The Height of Summer

We get asked a lot about telescopes; beginner scopes in particular. Our goal is to hook you on the night sky; to get you out exploring the Moon, the Sun (with proper filters and protection), the planets and beyond. Surprisingly, you don’t have to spend a lot of money or have a big telescope to do these things. My first telescope in 1975 cost me $20; that’s about $75 today. I bought it myself. It was a small reflector, with plastic lenses and cardboard tube. It was super easy to use and easier to maintain. It was light and portable. It showed me the craters of the Moon and the clouds of Jupiter. I was most excited when I guessed where Saturn was in the night sky and saw the rings for the first time. I’ll never forget that experience. The cheapest of telescopes sealed my love for astronomy. It was better than the telescope Galileo used to change the science of astronomy. A pair of cheap binoculars borrowed from my grandmother brought deep sky objects to my attention. By star hopping (using bright stars as markers to find dimmer stars and dimmer stellar objects), I could find dim galaxies, gaseous nebulae and compact globulars. I could sail from the edges of the solar system to the far reaches of the galaxy and beyond. I could take the binoculars anywhere and the sky was mine. A few years ago, I bought a $100 pair of Celestron binoculars with a wide field of view. It’s my instrument of choice for stargazing; just laying back and taking it all in.

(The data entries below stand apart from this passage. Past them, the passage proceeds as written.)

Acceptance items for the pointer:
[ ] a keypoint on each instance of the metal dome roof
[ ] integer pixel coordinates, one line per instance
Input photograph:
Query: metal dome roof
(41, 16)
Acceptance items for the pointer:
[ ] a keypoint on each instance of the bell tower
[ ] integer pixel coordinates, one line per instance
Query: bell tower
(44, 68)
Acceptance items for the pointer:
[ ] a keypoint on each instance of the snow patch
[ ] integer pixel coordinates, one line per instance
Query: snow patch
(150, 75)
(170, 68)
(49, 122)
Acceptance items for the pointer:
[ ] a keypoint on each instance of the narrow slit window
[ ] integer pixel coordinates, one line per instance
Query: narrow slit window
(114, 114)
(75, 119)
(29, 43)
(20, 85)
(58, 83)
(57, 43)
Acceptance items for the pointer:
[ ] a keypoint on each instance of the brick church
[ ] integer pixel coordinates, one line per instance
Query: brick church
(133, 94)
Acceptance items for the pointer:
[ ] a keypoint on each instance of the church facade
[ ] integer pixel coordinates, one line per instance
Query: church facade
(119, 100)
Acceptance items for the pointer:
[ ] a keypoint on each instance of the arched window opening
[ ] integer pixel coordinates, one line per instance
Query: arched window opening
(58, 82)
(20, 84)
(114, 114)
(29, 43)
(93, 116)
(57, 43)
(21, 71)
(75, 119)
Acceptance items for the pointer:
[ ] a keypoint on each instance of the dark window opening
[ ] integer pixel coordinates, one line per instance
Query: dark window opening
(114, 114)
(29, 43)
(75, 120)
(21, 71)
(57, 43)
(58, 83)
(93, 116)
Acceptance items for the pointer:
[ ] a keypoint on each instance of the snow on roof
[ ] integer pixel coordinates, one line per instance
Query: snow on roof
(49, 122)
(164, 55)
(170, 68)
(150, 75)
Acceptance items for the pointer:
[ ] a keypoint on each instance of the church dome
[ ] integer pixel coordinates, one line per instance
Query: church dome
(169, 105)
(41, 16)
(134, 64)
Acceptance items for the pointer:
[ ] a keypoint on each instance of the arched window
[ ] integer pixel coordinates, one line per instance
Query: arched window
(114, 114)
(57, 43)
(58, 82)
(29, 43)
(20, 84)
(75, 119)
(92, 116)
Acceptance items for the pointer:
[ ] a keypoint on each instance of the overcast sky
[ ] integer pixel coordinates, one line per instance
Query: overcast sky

A quick search online showed dozens of telescopes under $80; many by well-known telescope makers such as Celestron and Meade. As school begins and we start thinking about how to engage our children’s interest in the natural world, starting simple is the best path to lifelong learning. More importantly, my advice is to hook first then upgrade once the passion and interest show consistently. Don’t miss a chance to check out the Moon or Jupiter even with this summer’s cloudier weather. Recently, the group offered a service where we come out and help setup and familiarize you with your new telescope. If you desire such a visit, please visit our website and fill out the form. We’ll be sure to get back to you as soon as we can.

Mercury alone remains in the morning sky this month. On Aug 12th, the swift, innermost planet reaches its highest point in the morning sky. Venus and Mars set at about 8 pm throughout the month. On Aug 15th, Venus reaches its greatest brightness. Check out the Moon close to Jupiter on the 9th. Jupiter is near the Milky Way this month and in the sky almost all night. Saturn trails Jupiter to the east by about a clenched fist held at arm’s length and without many stars around, it stands out in the sky. This month presents one of best meteor showers of the year, the Perseids. The meteor shower peaks on the 13th but the Full Moon on the 15th will blot out all but the brightest ones. Fortunately, you don’t have to wait to see this spectacular meteor shower. Earth is crossing the dusty and wide path from Comet Swift-Tuttle. The meteors appear to form from the constellation Perseus; what astronomers call the radiant but they can show in any part of the sky. Generally, viewing the swift streaks of light is best between midnight and dawn but evening viewing offers a chance to see an “earthgrazer.” These meteors move along the horizon, have really long trails and move slower, Though rare, they can be spectacular and memorable.